Ummm was it all magic and fairy tales? No. It was the worst imaginable pain and there were plenty of times I told Tim that I couldn't do it. But I got through, we all did. There are really two moments that I'll never forget during the time of pushing. The first was turning to Tim and saying that I couldn't do it. I couldn't go on. My midwife said, "Ashley, I want you to reach down and feel her head." Once I did that, there was nothing I couldn't do. A serious bonfire was lit under me and I gave it everything I had and everything I didn't have to get her here. The second was once the majority of Cambria was delivered, my midwife asked me to reach down and pull her up to my chest. It was an unreal moment. I was witnessing and experiencing life from my own body being brought to my heart. It was a breathtaking moment.
So, for anyone considering a water birth, I can't help but give my wholehearted approval and recommendation. It was fantastic. The warmth relaxed me, the water allowed me to just focus on my breathing and nothing else. I would absolutely do it again.
Now, there are a few things I'd like to get off my chest about labor and delivery. I was never told about the after pain. I expected that once the placenta delivered I'd be in my blissful state of my baby is here and life is good and now I can rest.
Ummm no. I remained in a significant amount of pain afterwards. Thankfully there was no tearing (due largely in-part to the water keeping me relaxed), but there was still plenty of pain. No one told me about this. The pain continued on, with contractions included, for several hours afterwards. Since I was all-natural, I think they assumed I was part-hippie, which meant I didn't want any big-time drugs. I finally all but took the collar of my nurse and said ibuprofen ain't gonna cut it sweetheart. Give me the narcotics. :) That, at least, took off the edge.
I'd also like to point out that breastfeeding is very difficult and anybody who tells you it shouldn't hurt or won't hurt is wrong. It hurts, so just accept it. However, there is magical product that has spared me endless amounts of pain... it's called a nipple shield. Probably a little TMI for you all, but trust me ladies... it's a God-send.
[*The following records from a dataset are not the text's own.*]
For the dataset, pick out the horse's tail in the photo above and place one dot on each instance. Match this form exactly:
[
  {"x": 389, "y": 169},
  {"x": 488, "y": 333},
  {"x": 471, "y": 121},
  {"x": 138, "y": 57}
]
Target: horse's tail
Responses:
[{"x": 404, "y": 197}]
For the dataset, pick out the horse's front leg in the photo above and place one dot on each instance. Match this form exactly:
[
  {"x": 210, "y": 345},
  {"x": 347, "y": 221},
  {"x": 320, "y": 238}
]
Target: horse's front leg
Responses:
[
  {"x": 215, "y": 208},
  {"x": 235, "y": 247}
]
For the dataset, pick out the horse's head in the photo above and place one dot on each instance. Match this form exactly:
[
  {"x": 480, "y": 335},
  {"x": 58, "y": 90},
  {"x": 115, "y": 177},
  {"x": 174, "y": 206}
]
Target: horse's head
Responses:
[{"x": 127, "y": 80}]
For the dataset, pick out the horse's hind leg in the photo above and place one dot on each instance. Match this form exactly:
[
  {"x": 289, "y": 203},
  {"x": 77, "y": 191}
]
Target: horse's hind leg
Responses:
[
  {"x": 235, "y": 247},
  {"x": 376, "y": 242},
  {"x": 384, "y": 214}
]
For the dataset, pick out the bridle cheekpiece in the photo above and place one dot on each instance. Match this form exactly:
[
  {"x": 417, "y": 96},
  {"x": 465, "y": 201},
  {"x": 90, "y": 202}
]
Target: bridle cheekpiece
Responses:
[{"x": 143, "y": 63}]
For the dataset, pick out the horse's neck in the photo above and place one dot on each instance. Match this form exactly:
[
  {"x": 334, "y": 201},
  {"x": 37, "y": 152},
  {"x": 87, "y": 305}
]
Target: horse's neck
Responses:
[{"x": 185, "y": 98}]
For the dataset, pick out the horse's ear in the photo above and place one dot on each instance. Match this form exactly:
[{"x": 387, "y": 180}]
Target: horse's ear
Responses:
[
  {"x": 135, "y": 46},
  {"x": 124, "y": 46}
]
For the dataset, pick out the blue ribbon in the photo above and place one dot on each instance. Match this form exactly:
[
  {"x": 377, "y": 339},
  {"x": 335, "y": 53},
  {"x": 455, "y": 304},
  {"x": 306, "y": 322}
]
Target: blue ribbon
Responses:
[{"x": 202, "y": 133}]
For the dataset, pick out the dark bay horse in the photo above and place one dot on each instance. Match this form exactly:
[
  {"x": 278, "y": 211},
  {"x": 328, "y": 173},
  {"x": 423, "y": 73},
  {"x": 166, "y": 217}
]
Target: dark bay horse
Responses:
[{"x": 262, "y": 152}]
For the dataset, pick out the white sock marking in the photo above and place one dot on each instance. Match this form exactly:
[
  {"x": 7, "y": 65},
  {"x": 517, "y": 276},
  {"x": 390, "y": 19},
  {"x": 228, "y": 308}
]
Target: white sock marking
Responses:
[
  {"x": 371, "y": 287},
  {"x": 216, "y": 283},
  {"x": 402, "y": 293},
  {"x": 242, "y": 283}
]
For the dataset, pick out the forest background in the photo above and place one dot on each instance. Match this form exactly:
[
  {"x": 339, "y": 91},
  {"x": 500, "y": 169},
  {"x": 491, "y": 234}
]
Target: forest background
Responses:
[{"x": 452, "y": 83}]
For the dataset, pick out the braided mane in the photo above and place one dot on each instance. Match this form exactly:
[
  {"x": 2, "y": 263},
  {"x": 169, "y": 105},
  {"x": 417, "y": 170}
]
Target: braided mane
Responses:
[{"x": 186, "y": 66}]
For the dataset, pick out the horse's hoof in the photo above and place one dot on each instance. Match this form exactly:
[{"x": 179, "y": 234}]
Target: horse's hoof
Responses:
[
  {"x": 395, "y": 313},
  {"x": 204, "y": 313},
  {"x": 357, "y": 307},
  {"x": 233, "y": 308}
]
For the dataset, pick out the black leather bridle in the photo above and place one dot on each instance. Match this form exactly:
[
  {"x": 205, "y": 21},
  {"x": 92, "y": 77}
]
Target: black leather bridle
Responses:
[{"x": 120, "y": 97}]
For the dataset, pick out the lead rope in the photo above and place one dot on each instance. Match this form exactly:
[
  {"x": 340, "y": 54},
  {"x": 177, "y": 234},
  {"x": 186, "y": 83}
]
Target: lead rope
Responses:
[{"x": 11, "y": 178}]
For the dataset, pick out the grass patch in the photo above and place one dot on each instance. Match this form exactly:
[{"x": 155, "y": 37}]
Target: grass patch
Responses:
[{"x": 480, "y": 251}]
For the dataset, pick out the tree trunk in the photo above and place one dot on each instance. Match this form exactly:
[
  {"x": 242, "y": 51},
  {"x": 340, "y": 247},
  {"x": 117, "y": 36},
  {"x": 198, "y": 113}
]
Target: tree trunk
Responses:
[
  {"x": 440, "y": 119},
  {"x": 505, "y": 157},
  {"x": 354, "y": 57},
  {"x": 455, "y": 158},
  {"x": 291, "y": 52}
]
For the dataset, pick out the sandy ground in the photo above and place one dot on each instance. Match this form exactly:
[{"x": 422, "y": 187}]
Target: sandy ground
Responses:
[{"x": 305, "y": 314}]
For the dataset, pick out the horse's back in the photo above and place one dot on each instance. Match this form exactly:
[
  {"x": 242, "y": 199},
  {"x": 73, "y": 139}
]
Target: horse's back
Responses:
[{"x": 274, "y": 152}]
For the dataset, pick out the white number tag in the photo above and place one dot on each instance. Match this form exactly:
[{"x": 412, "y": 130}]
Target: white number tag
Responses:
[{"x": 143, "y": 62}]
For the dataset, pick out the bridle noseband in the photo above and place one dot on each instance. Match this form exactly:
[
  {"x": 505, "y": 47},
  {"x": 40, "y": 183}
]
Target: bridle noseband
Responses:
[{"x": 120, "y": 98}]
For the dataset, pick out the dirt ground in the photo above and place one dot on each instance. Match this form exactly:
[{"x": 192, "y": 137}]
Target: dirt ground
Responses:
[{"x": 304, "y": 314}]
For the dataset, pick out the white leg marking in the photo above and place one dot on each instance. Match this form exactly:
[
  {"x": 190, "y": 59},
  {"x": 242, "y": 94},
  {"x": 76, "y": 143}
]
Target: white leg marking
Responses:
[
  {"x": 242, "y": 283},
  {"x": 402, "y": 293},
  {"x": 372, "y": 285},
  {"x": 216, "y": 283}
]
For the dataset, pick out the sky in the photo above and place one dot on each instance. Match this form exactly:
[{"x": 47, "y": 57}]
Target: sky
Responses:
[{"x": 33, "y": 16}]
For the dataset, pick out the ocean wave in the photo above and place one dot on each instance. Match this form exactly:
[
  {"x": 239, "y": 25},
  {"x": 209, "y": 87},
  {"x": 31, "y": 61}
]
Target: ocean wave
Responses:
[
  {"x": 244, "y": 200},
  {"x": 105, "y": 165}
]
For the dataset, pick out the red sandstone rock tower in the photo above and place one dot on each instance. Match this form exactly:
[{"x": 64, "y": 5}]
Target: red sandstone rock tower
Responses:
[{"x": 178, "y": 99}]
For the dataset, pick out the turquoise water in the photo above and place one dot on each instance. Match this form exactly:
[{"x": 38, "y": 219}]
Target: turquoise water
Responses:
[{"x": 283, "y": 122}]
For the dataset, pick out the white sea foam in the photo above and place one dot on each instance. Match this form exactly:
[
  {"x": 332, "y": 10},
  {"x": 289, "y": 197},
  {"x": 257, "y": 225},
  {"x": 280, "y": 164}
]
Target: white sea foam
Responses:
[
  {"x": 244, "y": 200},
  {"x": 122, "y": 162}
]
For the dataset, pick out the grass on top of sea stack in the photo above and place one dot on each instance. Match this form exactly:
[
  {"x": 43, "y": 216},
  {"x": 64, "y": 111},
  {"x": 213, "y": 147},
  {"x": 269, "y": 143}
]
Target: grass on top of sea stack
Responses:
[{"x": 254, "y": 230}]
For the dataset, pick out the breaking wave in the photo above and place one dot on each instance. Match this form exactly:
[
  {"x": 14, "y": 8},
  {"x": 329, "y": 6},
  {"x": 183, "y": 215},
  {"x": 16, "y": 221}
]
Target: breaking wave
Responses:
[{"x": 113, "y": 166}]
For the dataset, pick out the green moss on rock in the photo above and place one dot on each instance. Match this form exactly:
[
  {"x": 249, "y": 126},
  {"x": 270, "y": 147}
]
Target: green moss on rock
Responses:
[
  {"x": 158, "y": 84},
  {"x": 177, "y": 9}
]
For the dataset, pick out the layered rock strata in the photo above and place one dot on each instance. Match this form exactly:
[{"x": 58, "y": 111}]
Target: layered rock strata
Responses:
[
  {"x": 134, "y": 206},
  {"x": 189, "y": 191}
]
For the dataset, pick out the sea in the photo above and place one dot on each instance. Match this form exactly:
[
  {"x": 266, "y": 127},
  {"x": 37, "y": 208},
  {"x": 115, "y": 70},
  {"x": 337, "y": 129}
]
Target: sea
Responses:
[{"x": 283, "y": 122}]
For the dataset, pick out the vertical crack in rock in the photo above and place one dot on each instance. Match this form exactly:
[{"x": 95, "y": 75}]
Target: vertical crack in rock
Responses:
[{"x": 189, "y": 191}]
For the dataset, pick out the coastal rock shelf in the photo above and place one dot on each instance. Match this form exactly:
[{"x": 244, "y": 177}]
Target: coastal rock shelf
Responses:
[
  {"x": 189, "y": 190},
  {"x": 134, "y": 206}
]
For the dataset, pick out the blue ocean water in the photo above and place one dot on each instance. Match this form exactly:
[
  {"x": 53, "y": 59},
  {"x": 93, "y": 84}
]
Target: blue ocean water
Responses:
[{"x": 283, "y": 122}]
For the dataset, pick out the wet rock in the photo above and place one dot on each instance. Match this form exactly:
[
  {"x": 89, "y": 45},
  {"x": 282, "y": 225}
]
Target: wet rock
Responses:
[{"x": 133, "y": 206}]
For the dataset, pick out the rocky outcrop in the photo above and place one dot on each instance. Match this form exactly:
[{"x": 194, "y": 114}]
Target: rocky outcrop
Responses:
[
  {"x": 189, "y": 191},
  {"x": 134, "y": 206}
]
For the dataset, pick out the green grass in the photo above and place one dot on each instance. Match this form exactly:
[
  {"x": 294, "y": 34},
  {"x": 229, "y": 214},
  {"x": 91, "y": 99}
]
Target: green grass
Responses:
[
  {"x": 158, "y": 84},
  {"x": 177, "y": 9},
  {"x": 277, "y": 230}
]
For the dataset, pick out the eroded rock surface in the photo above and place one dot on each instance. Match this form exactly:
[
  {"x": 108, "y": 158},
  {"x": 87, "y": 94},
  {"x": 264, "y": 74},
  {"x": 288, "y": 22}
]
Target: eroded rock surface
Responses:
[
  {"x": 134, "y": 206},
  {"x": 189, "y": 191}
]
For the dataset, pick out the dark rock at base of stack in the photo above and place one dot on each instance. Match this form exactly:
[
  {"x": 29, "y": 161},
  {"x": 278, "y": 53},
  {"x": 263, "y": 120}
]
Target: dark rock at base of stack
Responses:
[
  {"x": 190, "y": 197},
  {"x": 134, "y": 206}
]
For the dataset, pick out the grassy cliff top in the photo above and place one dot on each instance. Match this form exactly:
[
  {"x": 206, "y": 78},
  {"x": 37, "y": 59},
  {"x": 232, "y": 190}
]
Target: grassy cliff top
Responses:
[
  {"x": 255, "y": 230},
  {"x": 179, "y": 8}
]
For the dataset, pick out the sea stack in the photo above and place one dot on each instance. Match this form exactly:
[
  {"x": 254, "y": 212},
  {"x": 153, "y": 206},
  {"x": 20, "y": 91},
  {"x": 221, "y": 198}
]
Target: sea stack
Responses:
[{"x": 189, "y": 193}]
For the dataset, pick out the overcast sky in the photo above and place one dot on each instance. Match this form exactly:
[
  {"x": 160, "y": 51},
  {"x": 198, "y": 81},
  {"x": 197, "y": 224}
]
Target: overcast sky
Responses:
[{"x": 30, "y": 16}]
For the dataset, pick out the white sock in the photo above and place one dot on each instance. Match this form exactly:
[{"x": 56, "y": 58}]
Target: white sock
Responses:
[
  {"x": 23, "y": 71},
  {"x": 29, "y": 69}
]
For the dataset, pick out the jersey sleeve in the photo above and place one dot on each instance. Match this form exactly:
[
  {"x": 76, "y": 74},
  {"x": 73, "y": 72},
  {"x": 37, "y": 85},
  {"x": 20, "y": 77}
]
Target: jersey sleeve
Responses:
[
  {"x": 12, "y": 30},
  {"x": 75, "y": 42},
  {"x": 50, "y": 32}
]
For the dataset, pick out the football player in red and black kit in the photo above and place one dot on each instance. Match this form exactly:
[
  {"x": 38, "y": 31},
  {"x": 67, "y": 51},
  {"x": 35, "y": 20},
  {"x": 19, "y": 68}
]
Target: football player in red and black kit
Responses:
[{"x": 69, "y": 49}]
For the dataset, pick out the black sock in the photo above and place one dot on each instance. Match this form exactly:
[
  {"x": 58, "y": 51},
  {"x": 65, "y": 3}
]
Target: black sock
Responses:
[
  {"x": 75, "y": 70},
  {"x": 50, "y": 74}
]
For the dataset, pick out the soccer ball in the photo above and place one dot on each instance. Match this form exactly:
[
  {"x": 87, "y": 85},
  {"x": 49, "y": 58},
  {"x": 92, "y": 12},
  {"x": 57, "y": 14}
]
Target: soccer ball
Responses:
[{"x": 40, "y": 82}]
Well, all I can say to wrap this up is... I am in love with my little Cambria. She is my little sweet pea and I just adore her. Having two beautiful daughters that I adore and love so much is just the most tremendous blessing I could have asked for. I'm so thankful for my family and all that God has blessed us with in just 9 short months. Zero to two. What an amazing thing.
It's a miracle I was able to write this blog in one sitting! Lamaya is hanging with grandpa and Cambria is zonked next to me. Time to feed everybody, so I better go! Thanks for following our journey. Now onto blogging about straight-up mommyhood. Oh me, oh my. The next leg of this journey is sure to be a doozie!